Looking through the skeletons in my ring, two elements stand out — the poison one to begin with, as well as a very familiar smelling set of bones. The hollow and light bones of a large bird, one spot in the middle of its skull blackened by something. That one sparks a memory. Its the remains of a crane, struck by lightning one fateful summer day. I refused a kernel of its qi while meditating in the windy gorge. Do I really have to start reassessing whether or not fate is actually a Dao or a Law of some kind?

My mind made up; I start pulling pieces of bone from my ring, swaddling them in qi while slowly adding them to my spearhead.

I lose track of time once again as I mold the bone. The ring of wind will let me and Tree - who is still sending a trickle of its golden qi into the shaft - control the spear’s trajectory. I can make it act like a rocket, using the wind flowing past the top as propulsion. 

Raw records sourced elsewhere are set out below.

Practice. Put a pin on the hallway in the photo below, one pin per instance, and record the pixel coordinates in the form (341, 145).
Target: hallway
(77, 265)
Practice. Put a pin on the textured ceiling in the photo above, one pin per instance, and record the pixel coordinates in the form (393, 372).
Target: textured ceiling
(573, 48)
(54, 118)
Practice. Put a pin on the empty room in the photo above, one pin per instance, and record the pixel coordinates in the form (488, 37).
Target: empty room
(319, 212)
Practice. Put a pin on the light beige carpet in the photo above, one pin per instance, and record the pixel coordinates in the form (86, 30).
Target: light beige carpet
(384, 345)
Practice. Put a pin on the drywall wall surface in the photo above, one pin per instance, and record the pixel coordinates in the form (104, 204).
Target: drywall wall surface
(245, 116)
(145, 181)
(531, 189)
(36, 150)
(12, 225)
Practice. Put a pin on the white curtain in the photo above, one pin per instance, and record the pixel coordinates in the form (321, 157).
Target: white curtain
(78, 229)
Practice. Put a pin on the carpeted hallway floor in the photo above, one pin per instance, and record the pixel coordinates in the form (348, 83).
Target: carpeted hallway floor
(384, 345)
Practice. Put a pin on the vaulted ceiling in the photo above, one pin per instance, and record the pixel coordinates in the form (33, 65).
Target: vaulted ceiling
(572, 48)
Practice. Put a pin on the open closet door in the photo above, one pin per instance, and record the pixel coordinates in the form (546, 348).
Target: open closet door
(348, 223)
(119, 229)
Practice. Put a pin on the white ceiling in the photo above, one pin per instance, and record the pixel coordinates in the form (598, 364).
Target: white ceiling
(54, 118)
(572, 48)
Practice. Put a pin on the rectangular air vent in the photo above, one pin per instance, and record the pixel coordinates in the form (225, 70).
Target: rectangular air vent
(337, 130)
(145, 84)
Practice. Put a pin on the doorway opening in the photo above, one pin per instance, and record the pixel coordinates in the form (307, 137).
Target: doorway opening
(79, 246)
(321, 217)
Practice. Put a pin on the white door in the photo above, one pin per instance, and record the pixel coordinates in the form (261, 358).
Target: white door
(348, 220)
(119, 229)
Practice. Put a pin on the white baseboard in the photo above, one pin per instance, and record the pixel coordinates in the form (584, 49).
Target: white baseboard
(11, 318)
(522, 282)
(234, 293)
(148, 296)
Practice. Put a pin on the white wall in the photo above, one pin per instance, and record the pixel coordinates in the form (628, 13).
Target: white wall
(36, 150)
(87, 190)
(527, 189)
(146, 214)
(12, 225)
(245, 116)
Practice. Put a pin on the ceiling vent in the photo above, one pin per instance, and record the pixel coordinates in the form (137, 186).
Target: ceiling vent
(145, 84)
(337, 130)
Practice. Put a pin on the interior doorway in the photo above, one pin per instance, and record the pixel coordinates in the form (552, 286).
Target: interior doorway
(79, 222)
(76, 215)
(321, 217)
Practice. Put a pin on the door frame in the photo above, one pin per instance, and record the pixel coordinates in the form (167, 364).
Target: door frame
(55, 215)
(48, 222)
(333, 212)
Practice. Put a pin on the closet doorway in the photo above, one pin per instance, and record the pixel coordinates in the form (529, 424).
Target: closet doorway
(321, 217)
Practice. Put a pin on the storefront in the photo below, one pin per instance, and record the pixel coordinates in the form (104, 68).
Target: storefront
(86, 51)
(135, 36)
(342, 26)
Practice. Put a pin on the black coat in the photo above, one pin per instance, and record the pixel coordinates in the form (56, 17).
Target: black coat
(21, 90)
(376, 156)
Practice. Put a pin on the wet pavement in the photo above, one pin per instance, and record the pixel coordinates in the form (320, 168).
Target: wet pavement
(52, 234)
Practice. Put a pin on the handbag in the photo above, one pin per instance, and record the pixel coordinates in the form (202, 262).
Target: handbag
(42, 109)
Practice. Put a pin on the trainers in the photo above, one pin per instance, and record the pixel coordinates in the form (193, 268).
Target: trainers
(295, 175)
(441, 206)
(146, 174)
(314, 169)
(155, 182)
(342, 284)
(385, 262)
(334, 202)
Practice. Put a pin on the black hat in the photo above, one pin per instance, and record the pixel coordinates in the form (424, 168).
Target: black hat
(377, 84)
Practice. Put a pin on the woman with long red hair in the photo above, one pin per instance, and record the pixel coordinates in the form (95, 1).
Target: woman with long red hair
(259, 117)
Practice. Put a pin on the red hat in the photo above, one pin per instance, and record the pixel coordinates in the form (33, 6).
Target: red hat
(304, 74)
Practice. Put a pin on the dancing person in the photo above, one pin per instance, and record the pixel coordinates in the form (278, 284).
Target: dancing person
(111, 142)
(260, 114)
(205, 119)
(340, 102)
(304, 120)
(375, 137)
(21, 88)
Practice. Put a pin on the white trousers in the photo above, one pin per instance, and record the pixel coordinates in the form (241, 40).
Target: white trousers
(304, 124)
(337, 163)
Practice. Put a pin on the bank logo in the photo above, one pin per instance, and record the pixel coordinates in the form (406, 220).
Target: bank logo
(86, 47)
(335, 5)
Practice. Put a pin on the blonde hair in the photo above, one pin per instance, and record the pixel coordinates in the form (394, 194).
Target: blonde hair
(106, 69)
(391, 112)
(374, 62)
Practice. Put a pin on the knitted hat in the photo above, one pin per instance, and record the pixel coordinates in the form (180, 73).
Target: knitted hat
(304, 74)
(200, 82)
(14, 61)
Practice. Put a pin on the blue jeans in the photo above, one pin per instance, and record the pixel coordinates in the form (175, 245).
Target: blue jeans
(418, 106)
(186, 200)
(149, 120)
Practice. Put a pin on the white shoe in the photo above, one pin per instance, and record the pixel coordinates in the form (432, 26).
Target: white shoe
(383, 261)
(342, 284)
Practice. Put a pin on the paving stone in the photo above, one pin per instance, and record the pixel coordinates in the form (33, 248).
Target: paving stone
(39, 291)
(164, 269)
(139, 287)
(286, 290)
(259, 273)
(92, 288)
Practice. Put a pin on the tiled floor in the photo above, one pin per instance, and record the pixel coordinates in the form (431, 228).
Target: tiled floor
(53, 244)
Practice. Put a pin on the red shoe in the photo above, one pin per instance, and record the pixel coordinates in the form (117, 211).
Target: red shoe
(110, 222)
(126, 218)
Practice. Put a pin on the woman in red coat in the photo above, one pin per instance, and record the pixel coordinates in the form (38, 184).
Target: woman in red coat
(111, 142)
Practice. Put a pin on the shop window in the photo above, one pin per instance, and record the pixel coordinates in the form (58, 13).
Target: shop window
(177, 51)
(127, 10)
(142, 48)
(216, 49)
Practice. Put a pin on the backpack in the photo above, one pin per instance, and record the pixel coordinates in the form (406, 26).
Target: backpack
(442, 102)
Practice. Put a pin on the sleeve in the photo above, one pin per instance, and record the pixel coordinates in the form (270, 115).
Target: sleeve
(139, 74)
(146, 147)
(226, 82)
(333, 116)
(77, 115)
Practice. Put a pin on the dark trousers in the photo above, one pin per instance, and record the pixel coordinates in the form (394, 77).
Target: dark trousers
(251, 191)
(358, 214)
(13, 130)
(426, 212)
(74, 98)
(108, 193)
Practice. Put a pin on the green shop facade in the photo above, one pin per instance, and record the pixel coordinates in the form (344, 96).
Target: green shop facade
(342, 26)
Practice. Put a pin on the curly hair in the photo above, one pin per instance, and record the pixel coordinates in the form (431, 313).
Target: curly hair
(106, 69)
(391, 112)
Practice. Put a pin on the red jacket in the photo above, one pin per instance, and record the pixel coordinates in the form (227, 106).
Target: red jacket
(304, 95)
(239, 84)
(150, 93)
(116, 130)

One edge is shining with faint green glimmers, small holes just behind the bevel waiting to release deadly toxins and poisons. Now and then, a purple flicker reminiscent of Tree’s toxic swamps moves across the edge. The other side is shiny and even sharper. It actually cuts atoms in two, the spitting of electron and nuclei, causing the slightest buzz of electricity.

I give the spear a twirl. Cutting the air with one edge leaves a green trail while lighting crackles in its wake when I turn the other side forwards.

Clouds have been gathering for a while now, casting me and the lands below in their darkening gloom. That’s when I start to recognize the telltale signs of Heavenly tribulation. I stare at the spear with horror. There’s no way I just created an artifact of enough power to attract the wrath of the Heavens, right? My heart racing and Lola peeking up to take a look, I hurriedly detach the spearhead and stuff it in my ring.

Thanking all that is holy for the fact that I had the forethought to include a quick-release mechanism in the thing, I peer upwards. I breathe a sigh of relief as I see the clouds parting, the static buildup around me slowly fading. I decide to just keep my head low for now, and focus on flying.